18 - Aşk, yasaklanmış yanımızın özgürlükle buluştuğu aynadır: Ve son.





3 - ALGININ ÇÖKÜŞÜ VE BEDENİN GERİ DÖNÜŞÜ: BİR VAJİNASI YOKTU

Öylesine aşıktım, yüz hatlarına o kadar takılmıştım ki, ilk şoku kolay atlattım. Sevdiğinizin her kusuru, ya da sevdiğiniz nedeni ile yüzleştiğiniz her sorun, size kolayca üstesinden gelinebilecek küçük pürüzler gibi gelir, bilirsiniz. Ayrıca o benim için hala kadındı. Beynim ilk algı olarak onu "kadın" şeklinde dosyalamıştı.

İşlemim yapıldıktan sonra (artık bu büyük sorun aklımdan silinip gitmişti) onu çay içmeye davet ettim. (O tarihlerde kahve modası başlamamıştı.) Kolay kabul etti. Neden reddedecekti ki? İki erkeğin çay içmesinden doğal ne olabilirdi?

O tarihlerde eskortluk yapmaktaydım ve o çay içme süresinde onu etkilemek için bildiğim her taktiği uyguladım.

[O günlerde yaşadıklarımı merak ederseniz DANSÇI adlı kitabımda her şeyi anlatıyorum. janus722.com sitesi üyelerine ücretsizdir.

Üye olmak için tıklayın! Kitabı istemek için tıklayın!]

Konuşmak istediği konuları keşfet (psikolojik sorunları, hobisi, işi, çocuk/eski koca/aile sorunları vb.) ve konuştur. Abartısız bir ilgi ile dinle. Basit ama can alıcı sorular sor.
Güzelliğini -söylemek istemez gibi- söyle. Hayranlığını saklamak ister gibi yap, ama belli de et.
Yalaka olma, güçlü dur. Arada çok-çok az sertleş. Sakın uzatma.
Giderek ciddiyetle, abartmadan yalnızlıktan dem vur… Ama sakın sızlanma, yoksa zayıf/güçsüz şekilde algılanırsın.

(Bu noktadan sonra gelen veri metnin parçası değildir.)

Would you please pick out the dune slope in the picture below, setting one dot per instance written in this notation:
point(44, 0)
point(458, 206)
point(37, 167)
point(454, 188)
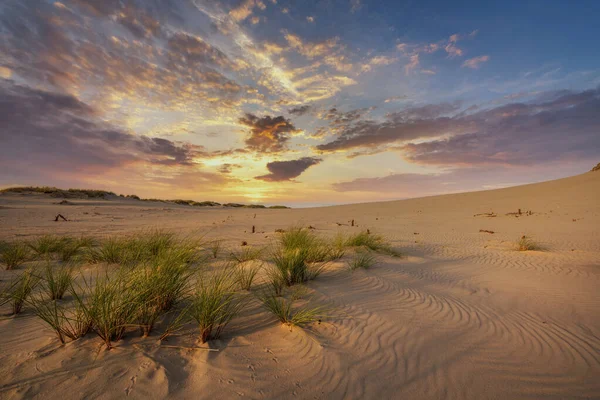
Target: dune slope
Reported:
point(461, 315)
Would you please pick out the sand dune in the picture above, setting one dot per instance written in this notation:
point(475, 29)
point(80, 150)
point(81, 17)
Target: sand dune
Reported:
point(461, 316)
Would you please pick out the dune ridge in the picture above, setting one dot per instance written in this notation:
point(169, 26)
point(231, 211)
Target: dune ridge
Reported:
point(462, 314)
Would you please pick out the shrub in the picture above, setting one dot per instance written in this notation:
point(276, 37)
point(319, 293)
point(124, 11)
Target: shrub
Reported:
point(284, 311)
point(244, 275)
point(156, 289)
point(362, 259)
point(66, 324)
point(14, 254)
point(293, 267)
point(20, 289)
point(214, 305)
point(109, 305)
point(527, 244)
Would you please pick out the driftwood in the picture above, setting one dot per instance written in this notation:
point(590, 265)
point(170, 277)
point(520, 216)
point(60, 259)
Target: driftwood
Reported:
point(59, 216)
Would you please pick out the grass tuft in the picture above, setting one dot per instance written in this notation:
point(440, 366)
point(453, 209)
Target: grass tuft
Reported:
point(525, 243)
point(244, 275)
point(214, 305)
point(284, 311)
point(20, 289)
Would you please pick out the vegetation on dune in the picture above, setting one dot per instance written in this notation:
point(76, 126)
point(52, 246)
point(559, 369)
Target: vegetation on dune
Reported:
point(525, 243)
point(56, 192)
point(362, 259)
point(214, 304)
point(154, 274)
point(371, 241)
point(283, 309)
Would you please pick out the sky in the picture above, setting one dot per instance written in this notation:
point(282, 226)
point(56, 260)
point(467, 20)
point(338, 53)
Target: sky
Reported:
point(300, 103)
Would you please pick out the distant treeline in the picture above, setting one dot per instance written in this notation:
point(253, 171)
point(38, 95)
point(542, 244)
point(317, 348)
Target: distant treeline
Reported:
point(103, 194)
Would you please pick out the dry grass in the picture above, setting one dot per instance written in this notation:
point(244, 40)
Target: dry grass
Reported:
point(526, 243)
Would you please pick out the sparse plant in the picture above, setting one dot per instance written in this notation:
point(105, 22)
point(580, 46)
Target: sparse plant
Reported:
point(109, 304)
point(363, 259)
point(57, 280)
point(373, 242)
point(20, 290)
point(215, 247)
point(284, 311)
point(244, 275)
point(526, 243)
point(293, 266)
point(14, 254)
point(214, 305)
point(66, 324)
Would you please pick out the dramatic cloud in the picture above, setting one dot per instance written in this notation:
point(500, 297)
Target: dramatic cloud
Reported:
point(288, 170)
point(475, 63)
point(517, 133)
point(300, 110)
point(45, 133)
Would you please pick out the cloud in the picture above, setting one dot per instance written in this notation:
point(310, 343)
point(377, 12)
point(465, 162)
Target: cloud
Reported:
point(228, 168)
point(475, 62)
point(414, 63)
point(300, 110)
point(267, 134)
point(512, 134)
point(48, 133)
point(288, 170)
point(245, 9)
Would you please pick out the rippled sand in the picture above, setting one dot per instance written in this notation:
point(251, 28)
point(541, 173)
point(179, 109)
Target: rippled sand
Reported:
point(461, 316)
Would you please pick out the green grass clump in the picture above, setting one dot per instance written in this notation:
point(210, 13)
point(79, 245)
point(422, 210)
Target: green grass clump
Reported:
point(14, 254)
point(371, 241)
point(44, 246)
point(57, 280)
point(284, 311)
point(109, 304)
point(244, 275)
point(156, 289)
point(20, 289)
point(525, 243)
point(362, 259)
point(214, 305)
point(293, 266)
point(67, 324)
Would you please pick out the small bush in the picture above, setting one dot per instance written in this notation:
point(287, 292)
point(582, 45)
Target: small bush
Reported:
point(14, 254)
point(20, 290)
point(527, 244)
point(362, 259)
point(215, 247)
point(109, 305)
point(214, 305)
point(66, 324)
point(284, 311)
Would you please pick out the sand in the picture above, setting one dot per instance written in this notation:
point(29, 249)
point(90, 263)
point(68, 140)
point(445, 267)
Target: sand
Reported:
point(461, 316)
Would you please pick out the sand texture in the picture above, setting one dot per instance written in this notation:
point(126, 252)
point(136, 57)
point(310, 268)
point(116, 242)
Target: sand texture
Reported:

Bu yöntemler genelde kadınlara etkili olur. Ben ise o tarihlerde henüz param olduğu için erkeklerle olmuyordum; onlar için özel ve deneyime dayalı etkileme yöntemlerim yoktu. Erkekler hayatımda dans kariyerimle -bir anlamda mecburiyet yüzünden- girdiler. Ancak defalarca söylediğimi yineleyeyim: Hayatım boyunca erkeklerin ne bedenlerinden, ne de davranışlarından (hareketlerinden) hoşlandım. Büyük el ve ayaklar, kıl, kalın ses, geniş omuzlara ek olarak dominant bir beden dili… Hoşuma hiç gitmeyen, bana aşırı sevimsiz gelen şeylerdir bunlar. Ona ilgim ise bu özelliklerin hiç biri taşmadığı içindi.

Az konuşuyordu. Soğuk ve mesafeli hali ile beni dinliyordu sürekli. Konuyu paraya getirdim, yaptığı yardımın karşılığını ödemek istediğimi söyledim.

Kabul etmedi.

Sözü cinselliğe saptırdım. İşimi açıkladım, yakışıklı olduğunu söyledim ve eskortluk yapabileceğini anlattım.

Etkilenmedi.

Memleketini sordum (bizim kültürde bu "Memlehet nere?" muhabbeti alay konusuydu, ama iletişim kurabilmek için her yolu denemeye kararlıydım). Adıyaman, Kahta'lıydı… ama memleketine fazla bir düşkünlüğü yoktu.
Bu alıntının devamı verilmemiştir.